Comparative Evaluation of Transfer Learning Models for Detecting Malignant Cells in Urinary Cytology.

AIMS AND OBJECTIVES: In the present paper, we compared the efficiency of six transfer learning models to detect malignant cells in urine cytology. We also applied an ensemble learning with weighted soft voting to assess its importance in the diagnostic accuracy in urine cytology. MATERIALS AND METHODS: The voided urine samples of total 104 cases of urothelial cell carcinoma (UCC) and 86 cases with no malignancy (benign) were selected. All the 104 cases of UCC were histopathology proven high grade urothelial cell carcinoma (UCC). Urine with negative cytology reports were followed up clinically.
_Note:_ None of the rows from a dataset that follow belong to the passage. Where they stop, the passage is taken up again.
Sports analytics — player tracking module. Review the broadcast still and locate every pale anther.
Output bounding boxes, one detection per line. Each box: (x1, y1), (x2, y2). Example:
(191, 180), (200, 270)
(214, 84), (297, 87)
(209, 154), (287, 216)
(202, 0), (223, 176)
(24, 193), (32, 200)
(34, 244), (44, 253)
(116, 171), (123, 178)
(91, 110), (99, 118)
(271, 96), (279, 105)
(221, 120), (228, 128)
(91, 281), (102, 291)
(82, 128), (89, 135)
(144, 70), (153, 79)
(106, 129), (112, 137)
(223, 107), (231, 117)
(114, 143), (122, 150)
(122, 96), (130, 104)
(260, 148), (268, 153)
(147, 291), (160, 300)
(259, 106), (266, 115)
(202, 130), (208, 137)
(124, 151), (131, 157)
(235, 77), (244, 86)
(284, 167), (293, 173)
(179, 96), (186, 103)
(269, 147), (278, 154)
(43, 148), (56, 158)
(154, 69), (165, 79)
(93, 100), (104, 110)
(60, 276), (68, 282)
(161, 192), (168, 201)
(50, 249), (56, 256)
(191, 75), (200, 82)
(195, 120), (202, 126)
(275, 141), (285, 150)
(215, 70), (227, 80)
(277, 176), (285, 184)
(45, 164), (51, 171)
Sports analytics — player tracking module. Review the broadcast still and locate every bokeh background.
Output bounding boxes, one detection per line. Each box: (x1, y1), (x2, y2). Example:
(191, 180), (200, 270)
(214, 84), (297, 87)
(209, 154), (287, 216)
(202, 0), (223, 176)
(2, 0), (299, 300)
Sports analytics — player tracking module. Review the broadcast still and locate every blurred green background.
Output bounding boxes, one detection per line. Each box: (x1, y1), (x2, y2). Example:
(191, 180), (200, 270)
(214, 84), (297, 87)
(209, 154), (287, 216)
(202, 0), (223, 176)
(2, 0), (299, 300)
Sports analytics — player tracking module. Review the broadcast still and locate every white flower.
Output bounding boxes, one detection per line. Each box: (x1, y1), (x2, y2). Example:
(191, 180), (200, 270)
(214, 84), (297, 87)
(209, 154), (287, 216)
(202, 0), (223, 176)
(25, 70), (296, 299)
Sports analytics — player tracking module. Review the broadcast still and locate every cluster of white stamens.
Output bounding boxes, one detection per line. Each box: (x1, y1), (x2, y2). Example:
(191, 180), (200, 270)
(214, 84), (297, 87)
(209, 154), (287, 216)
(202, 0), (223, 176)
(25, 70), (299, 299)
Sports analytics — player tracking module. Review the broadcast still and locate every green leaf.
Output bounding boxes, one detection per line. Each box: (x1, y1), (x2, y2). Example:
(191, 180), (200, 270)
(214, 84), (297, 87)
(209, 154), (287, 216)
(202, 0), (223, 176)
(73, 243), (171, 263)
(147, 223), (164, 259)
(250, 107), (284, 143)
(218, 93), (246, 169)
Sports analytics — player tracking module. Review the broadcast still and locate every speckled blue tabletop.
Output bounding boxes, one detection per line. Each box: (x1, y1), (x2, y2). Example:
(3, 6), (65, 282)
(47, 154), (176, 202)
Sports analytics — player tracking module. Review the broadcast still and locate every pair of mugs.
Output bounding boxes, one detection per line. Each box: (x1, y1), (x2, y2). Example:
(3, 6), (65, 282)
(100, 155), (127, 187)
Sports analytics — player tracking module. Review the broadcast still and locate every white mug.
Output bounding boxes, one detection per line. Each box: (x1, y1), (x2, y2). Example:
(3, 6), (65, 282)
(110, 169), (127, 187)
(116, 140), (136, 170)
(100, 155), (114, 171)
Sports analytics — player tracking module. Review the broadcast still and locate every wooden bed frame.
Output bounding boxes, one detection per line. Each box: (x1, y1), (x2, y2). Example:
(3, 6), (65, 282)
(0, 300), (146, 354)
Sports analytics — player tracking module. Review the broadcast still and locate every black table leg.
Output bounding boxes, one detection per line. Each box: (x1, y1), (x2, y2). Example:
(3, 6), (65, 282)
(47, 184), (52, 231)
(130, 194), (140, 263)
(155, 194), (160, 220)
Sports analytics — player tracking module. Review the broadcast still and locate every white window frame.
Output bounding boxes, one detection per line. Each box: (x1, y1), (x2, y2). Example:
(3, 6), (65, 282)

There were 446 images of benign samples and 1369 images from malignant samples on 100 x objective. We applied six transfer learning models (DenseNet121, inception_v3, ResNet50, MobileNetV2, VGG16 and Xception) to detect malignant cells in urine. To compare the performance of different models, dynamic training optimization was done and each model was auto stopped after their maximum performance. In addition, an ensemble learning with soft voting was used including the top three models to enhance the diagnostic accuracy. RESULT: Xception transfer model showed the highest sensitivity (88.57%), accuracy (86.55%), precision (80.52%) and FI score (84.35%). It was the best performing model. The other two top performing models were InceptionV3 and ResNet50. The area under curve of receiver operating characteristic (AUCROC) was ≤ 90 in all the transfer learning models. The accuracy, sensitivity, specificity, precision, F1-Score and AUCROC of the ensemble transfer learning model were as follows: 92.10%, 95.41%, 85.51%, 91.23%, 93.24% and 0.977 respectively. CONCLUSIONS: First time, we evaluated a large number of transfer learning models in urine cytology to detect malignant cells. All the models showed high sensitivity, specificity and accuracy. In addition, the ensemble learning technique with soft voting showed remarkable superior performance than individual top three transfer learning models. The techniques transfer learning and ensemble models have high potential to use in routine screening of urine.